5. Consider Looping In HR
Going to HR isn’t always the best answer for workplace issues — Alison Green frequently underlines the fact that HR exists to protect the company’s interests, not necessarily the employees’, and, as Suzanne Lucas of the website Evil HR Lady pointed out in a 2017 piece for Inc., even when HR does go to bat for employees, management may still ignore their recommendations — but depending on both your company and your specific GR department, it might be worth a shot, particularly if you’re doing something like seeking accommodations per the Americans With Disabilities Act (head here for detailed info on what is and isn’t covered by the ADA). “You might consider talking to the HR department first,” advises Clarissa Silva, especially if you don’t have strong rapport with your boss. “HR will be familiar with the laws in your state. … They are also familiar with what your rights are and what your employer has to comply with.”
6. Frame It As A Heads-Up
This one will probably only fly if your boss is reasonable, but it’s worth keeping in mind as a simple tool that might make a world of difference: If you know you’ve been underperforming as a result of an ongoing mental health issue, addressing it head-on with your boss can help ease your anxiety about it. As Alison Green writes at Ask A Manager, “If you will help give you peace of mind, it’s always fine to say to your manager, ‘Hey, I’ve had a tough few weeks and I just wanted to let you know in case it’s showing. I’m working on getting back on track though.’”

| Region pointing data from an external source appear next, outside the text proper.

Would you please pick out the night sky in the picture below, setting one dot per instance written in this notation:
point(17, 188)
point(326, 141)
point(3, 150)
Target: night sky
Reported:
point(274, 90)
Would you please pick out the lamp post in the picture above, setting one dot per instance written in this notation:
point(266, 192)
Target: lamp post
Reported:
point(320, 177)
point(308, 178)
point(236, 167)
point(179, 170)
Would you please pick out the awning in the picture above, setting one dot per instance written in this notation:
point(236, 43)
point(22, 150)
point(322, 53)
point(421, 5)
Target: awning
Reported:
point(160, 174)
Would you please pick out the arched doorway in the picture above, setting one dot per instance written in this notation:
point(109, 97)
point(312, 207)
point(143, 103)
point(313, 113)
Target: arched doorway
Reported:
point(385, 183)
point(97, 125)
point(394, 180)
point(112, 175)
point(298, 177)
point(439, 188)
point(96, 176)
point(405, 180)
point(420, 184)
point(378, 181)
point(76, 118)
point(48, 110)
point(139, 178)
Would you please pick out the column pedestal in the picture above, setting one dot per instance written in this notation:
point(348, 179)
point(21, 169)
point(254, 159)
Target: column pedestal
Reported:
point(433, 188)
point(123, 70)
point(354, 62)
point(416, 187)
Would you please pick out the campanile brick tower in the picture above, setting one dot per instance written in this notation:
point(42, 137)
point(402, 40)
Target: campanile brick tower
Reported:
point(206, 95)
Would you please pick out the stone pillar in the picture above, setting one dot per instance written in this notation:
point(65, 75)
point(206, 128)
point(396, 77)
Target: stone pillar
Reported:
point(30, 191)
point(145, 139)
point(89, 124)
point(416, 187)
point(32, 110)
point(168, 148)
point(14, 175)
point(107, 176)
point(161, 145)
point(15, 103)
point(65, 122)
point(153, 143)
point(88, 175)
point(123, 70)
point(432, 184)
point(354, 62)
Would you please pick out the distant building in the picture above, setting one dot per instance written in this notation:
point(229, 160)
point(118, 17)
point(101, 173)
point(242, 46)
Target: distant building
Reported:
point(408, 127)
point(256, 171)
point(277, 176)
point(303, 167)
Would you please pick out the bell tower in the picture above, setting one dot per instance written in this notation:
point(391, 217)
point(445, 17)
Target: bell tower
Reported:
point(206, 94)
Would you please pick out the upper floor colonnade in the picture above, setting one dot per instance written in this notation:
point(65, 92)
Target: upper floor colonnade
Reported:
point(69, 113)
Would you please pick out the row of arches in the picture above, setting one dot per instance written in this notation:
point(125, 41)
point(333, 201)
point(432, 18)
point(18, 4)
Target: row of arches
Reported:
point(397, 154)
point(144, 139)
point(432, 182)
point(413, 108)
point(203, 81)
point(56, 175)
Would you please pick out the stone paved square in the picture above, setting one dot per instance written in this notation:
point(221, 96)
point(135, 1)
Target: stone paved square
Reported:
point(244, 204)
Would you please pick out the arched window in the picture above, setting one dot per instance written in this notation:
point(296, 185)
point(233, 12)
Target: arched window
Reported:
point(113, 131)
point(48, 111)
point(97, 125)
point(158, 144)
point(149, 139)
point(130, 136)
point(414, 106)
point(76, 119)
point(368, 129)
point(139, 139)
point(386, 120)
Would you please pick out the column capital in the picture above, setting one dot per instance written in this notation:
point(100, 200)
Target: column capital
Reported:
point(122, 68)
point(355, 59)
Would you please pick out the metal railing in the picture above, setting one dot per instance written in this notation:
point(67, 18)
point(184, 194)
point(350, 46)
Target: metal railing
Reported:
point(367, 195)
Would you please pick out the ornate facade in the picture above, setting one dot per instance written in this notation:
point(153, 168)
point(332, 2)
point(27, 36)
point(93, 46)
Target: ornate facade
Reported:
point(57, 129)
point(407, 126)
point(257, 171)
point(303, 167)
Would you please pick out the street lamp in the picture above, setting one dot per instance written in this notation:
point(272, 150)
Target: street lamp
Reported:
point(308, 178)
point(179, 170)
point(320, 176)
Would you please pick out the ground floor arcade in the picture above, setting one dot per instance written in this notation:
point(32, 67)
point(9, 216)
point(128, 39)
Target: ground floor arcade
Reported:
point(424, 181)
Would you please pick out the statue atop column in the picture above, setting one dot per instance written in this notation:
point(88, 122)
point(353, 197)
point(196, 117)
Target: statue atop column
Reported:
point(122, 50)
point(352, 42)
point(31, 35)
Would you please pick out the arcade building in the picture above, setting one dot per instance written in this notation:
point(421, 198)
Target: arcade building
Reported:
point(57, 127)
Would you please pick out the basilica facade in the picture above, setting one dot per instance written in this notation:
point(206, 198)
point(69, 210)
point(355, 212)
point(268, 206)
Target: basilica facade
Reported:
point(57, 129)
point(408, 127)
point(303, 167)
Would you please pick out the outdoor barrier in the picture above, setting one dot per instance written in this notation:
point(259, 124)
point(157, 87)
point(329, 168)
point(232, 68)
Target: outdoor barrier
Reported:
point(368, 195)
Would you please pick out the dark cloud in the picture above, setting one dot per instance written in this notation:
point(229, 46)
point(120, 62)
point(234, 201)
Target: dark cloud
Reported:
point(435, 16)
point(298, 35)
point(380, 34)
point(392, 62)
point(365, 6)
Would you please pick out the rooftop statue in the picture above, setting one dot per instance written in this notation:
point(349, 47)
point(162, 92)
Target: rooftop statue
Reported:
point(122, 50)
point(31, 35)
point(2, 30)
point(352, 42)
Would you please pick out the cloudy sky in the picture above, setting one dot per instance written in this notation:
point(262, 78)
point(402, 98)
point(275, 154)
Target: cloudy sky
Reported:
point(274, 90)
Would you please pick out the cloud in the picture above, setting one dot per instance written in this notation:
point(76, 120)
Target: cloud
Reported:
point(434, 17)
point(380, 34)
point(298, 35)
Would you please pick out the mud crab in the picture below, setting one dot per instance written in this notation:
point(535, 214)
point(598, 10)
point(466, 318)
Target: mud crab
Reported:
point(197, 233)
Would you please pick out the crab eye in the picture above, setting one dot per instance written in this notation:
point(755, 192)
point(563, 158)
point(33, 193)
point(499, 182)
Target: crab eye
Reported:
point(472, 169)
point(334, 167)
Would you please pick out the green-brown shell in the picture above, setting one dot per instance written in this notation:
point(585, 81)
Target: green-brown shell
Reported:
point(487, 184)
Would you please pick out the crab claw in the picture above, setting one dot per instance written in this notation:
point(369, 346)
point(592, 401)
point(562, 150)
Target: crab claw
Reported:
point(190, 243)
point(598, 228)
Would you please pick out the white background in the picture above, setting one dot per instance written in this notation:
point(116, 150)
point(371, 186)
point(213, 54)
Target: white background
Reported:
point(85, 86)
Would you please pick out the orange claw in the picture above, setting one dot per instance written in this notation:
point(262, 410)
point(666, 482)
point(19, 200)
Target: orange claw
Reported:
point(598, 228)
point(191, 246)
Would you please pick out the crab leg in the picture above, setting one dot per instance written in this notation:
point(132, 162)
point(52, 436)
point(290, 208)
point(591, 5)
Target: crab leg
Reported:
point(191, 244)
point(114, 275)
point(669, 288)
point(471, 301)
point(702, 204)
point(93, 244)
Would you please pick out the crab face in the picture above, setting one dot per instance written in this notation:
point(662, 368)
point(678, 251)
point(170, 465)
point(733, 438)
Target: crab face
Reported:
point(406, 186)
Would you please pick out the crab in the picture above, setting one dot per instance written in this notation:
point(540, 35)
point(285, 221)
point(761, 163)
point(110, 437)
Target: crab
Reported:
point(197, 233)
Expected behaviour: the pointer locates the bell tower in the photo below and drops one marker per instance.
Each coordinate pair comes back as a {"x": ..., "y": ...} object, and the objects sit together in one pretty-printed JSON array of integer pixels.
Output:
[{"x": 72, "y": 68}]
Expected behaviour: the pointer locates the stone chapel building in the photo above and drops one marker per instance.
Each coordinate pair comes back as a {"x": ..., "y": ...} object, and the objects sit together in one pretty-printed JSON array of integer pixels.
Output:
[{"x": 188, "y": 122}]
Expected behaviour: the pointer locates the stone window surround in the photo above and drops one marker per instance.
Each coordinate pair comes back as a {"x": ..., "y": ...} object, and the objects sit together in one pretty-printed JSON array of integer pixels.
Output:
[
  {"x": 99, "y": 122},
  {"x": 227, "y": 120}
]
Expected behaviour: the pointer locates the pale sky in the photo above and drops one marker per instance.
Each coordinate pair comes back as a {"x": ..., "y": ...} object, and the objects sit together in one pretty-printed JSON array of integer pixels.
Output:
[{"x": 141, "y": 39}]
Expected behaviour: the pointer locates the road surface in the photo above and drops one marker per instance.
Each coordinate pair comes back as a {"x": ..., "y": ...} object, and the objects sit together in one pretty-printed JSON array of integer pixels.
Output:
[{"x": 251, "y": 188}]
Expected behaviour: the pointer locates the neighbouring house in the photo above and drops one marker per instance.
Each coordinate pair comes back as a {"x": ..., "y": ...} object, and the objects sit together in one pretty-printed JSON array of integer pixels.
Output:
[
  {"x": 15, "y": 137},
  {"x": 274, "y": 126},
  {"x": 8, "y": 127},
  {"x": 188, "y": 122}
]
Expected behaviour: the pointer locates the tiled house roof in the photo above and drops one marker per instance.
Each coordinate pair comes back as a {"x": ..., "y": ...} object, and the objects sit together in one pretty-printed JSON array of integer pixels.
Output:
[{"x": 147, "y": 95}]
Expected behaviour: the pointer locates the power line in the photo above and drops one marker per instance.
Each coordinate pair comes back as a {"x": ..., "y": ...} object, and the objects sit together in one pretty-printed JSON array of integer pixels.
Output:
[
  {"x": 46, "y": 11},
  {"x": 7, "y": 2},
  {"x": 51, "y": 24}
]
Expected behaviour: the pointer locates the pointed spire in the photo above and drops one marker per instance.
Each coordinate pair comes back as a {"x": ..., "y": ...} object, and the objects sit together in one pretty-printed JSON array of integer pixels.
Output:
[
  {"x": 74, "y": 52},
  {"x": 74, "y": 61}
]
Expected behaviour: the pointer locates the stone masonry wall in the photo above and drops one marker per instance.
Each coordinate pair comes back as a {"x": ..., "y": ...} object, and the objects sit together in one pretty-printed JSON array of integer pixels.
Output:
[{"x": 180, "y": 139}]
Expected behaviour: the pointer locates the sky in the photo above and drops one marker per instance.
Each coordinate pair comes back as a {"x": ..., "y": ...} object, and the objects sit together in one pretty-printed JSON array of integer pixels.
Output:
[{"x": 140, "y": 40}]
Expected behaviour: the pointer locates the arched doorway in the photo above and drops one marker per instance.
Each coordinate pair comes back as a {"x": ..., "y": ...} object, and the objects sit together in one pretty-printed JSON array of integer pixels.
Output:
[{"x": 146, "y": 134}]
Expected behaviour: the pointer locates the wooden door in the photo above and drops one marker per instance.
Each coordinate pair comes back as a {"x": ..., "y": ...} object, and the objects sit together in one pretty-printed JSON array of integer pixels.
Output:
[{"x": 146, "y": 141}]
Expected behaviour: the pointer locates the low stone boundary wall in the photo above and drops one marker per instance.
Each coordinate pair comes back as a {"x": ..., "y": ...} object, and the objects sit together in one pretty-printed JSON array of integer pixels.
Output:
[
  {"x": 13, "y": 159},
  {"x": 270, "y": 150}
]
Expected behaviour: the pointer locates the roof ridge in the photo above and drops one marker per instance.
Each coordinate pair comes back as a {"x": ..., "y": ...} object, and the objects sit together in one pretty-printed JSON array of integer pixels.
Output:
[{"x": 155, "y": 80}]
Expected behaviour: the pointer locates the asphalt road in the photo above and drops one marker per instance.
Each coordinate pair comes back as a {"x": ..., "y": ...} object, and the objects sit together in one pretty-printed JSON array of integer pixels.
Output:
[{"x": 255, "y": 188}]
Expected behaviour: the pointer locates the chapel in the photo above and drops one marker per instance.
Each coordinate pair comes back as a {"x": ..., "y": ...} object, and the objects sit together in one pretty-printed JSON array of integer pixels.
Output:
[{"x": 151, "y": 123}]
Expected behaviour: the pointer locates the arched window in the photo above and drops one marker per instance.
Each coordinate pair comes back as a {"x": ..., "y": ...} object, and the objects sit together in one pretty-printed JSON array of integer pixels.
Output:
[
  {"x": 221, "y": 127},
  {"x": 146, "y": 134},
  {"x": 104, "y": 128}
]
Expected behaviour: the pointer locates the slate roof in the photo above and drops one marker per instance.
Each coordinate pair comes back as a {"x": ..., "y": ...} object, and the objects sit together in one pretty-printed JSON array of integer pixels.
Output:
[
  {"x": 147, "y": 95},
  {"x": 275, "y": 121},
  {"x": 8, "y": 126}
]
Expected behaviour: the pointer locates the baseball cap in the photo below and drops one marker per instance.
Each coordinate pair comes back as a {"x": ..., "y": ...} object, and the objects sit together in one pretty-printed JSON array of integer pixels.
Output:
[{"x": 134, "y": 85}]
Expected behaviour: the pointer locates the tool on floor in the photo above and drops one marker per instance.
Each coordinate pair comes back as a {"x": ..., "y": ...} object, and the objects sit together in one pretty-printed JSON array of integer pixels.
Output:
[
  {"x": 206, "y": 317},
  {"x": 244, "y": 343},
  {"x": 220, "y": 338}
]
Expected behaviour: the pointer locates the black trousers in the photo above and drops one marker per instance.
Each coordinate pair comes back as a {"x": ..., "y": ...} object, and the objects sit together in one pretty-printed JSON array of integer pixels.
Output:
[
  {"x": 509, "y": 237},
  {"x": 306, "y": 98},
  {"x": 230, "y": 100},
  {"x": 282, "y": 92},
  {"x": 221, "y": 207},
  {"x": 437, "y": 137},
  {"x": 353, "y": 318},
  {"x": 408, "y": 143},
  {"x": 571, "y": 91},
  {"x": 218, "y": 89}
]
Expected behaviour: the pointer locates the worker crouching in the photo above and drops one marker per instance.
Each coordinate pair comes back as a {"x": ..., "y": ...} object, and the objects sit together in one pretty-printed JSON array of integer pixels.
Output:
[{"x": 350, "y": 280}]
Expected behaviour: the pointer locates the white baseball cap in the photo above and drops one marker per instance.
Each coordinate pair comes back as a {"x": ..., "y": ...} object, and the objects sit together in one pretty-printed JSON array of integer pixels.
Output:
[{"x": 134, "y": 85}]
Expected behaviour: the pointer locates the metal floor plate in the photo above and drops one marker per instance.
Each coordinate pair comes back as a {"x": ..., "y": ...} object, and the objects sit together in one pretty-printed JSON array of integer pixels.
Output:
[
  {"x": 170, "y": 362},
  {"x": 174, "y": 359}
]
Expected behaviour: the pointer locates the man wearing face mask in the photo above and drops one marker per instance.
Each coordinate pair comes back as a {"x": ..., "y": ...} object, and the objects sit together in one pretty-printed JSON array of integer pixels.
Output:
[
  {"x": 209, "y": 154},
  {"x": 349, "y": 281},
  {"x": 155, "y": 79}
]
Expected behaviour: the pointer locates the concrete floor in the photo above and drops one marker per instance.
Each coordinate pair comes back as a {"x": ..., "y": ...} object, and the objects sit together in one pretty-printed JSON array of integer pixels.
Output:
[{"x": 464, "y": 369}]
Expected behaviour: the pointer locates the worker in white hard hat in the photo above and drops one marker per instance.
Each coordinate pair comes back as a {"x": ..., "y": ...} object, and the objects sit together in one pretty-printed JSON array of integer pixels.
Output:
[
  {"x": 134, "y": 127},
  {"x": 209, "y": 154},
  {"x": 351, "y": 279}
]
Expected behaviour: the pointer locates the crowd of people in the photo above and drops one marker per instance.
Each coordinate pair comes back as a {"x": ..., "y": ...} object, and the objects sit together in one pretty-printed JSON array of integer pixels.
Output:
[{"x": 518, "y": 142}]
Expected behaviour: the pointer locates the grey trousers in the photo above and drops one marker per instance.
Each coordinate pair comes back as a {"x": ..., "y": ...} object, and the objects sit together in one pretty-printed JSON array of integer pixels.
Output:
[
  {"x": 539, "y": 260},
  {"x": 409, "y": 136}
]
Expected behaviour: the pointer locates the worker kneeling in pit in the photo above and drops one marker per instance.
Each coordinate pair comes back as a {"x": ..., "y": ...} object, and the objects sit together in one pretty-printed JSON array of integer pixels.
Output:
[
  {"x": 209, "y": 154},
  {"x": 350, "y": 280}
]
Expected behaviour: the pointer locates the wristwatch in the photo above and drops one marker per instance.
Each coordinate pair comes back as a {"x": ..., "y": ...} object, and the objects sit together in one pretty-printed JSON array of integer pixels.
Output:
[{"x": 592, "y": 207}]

Of course these pointers are far from definitive. If you work with a therapist, they'll likely be able to help you strategize about how to talk to your boss about your mental health; online or IRL support groups might also have some ideas for you; and there are a growing number of free, low-cost, and accessible mental health resources available that may be useful for figuring out how to broach the subject at work. Your mental health always, always matters — and plenty of people have your back when you need it.